The Muslim district in Bangui, the Central African Republic, is better known as PK5. How did it turn into the Muslim district? What's life like over there today? What was it like before the violence broke out in 2013? KAICIID's Field Expert for the Central African Republic, Boris Modeste Yakoubou, helped us learn the answers to these questions. Read the full interview below:
How did the PK5 District turn into a Muslim neighbourhood?
PK5 is a commercial centre; it is the economic heart of the city of Bangui. The first Muslims from Chad or Sudan would pass through there to sell their merchandise, and little by little, they started to settle down, and other Muslims from neighbouring cities or regions followed. They married local girls from the Central African Republic, established roots, and bought houses. Many of them also became Central African citizens. The Muslim population grew and eventually Muslim citizens became the leaders in the trading business. And so, PK5 became a Muslim neighbourhood.
How is life there today?
The majority of the population in the PK5 District is Muslim, the remainder of residents are Christians and some stayed there even during the crisis. Today, the neighbourhood is divided into clans or ethnic groups: Haousa, Fulani, Bornu, Chadians, Sudanese, Gula, Runga, etc. There is great internal division accompanied by deep rivalries.

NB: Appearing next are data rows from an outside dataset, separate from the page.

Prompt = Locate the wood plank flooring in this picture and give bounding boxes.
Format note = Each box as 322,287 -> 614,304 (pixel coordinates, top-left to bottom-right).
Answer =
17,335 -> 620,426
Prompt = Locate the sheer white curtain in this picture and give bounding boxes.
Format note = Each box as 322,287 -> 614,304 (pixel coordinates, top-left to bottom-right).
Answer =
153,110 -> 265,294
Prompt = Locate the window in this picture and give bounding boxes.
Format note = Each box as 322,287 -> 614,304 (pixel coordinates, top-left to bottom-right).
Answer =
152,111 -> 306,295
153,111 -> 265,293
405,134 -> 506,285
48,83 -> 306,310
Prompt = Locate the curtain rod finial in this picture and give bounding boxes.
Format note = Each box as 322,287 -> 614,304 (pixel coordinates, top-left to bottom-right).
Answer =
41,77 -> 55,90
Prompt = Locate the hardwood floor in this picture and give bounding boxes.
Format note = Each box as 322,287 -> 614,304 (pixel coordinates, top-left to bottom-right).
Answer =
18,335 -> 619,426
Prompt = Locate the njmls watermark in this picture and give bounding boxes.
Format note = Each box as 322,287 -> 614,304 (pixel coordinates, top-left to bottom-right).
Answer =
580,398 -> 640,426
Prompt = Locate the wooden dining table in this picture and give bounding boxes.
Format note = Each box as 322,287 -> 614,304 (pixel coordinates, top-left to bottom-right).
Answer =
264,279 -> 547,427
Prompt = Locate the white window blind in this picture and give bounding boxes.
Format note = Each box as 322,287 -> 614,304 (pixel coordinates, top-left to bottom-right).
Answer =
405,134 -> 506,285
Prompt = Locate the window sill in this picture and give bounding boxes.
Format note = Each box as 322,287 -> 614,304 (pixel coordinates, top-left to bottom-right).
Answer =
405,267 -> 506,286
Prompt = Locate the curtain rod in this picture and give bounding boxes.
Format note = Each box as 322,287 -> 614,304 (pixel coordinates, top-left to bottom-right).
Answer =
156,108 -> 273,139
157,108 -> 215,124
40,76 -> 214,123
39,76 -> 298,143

How was PK5 before the violence broke out in 2013?
Before the violence of 2013, PK5 was already considered a Muslim neighbourhood. The large market called KM-5, or kilometre 5, is a landmark, a place where traders, both Central African and foreign, meet. Muslims felt safe when they lived in PK5 because they did not face the discrimination and stigmatisation that Muslim citizens at times suffered outside the PK5 District. Nonetheless because of their monopoly of trade in the district, they were subject to controls by political and military authorities.

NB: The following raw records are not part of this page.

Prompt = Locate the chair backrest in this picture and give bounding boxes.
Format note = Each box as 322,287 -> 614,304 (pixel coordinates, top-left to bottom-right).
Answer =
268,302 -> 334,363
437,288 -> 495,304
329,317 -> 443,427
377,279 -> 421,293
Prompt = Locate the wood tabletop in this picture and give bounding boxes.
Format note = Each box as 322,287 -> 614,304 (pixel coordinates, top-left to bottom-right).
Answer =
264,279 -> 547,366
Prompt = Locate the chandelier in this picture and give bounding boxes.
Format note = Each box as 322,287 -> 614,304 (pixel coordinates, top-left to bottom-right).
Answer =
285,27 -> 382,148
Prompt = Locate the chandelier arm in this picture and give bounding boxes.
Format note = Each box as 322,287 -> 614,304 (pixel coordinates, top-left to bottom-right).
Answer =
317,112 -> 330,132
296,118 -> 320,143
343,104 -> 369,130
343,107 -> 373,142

ABOUT BORIS MODESTE YAKOUBOU
Boris Modeste Yakoubou is the KAICIID field expert for the Central African Republic (CAR). Boris contributed to the creation of the Platform of Religious Confessions in the Central African Republic where he worked for two years as an expert. He has been a member of the Peace Resources Group since 2009 and also works as an expert and consultant in social cohesion and reconciliation programs and on interfaith dialogue in CAR and the Central African sub-region on behalf of national and international NGOs. He has organized several interfaith conferences, forums and seminars for management and peacebuilding, human rights and good governance. He is a research professor at the University of Bangui, where he also conducts seminars on peaceful communication, management and conflict transformation.